Published 18:28 IST, June 1st 2022
Gaia telescope to revolutionise human understanding of the Milky Way next week: ESA
The Gaia was launched about a decade ago by ESA to create the largest, most precise three-dimensional map of the Milky Way by observing millions of stars.
- Science News
- 3 min read
The Global Astrometric Interferometer for Astrophysics, also called the Gaia observatory, will soon change our understanding of the Milky Way, says the European Space Agency (ESA) which launched the observatory in December 2013. Gaia was launched about a decade ago to create the largest, most precise three-dimensional map of the Milky Way by surveying about 1% of our galaxy's 100 billion stars. In the latest update, ESA revealed that it will release the third full data set containing new and improved details for almost two billion objects in our Milky Way on June 13.

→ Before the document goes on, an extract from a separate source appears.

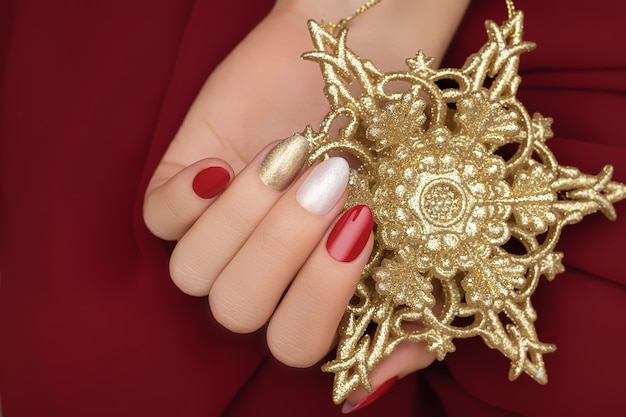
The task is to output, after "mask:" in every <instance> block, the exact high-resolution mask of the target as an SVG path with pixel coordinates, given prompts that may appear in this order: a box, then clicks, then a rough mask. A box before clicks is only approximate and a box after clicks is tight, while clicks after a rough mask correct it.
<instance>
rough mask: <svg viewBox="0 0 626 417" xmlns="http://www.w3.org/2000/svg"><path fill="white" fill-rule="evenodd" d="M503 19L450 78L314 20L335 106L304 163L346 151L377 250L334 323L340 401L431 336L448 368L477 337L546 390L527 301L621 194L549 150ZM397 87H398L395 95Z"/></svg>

What will the Gaia telescope reveal next?
Explaining what lies ahead in the treasure trove of Gaia, ESA said that the soon-to-release catalogue will include new information on chemical compositions, stellar temperatures, colours, masses, ages, and the speed of stars drifting toward or away within the Milky Way. The agency also said that the new data set will be the largest collection of data on binary stars lingering in our galaxy. Moreover, the catalogue also includes new information on thousands of objects such as asteroids and planetary moons in our solar system along with millions of galaxies and quasars outside the Milky Way.
According to NASA, a quasar is basically an intensely bright object in a galactic center that emits powerful radio bursts. Interestingly, the light emitted by a quasar is so intense that it can outshine the combined brightness of all the stars in a galaxy. "Together with the new data set, about fifty scientific papers will be published of which nine are specifically dedicated to demonstrating the great potential of Gaia’s new data", ESA said in a statement.
The new data set will be released by the Data Processing and Analysis Consortium (DPAC) which, in collaboration with ESA, is responsible for processing and analysing Gaia's data and for producing the Catalogues. Notably, this will be the third data set release after the first and second on September 14 in 2016 and April 25 in 2018, respectively.
More about the Gaia mission
The Gaia observatory is positioned at the second Lagrange point (L2) around 1.5 million kilometres from the Earth after being launched by a Russian Soyuz rocket. Weighing 2,029 kilograms, the one-of-a-kind observatory began its operations on July 25, 2014, to determine the composition, formation and evolution of the galaxy. Gaia is equipped with two high-resolution telescopes that spin every six hours and focuses the light on a single digital camera.
Designed to observe a billion stars an average of 70 times, Gaia's first discovery was a supernova, Gaia14aaa, some 500 million light-years from Earth.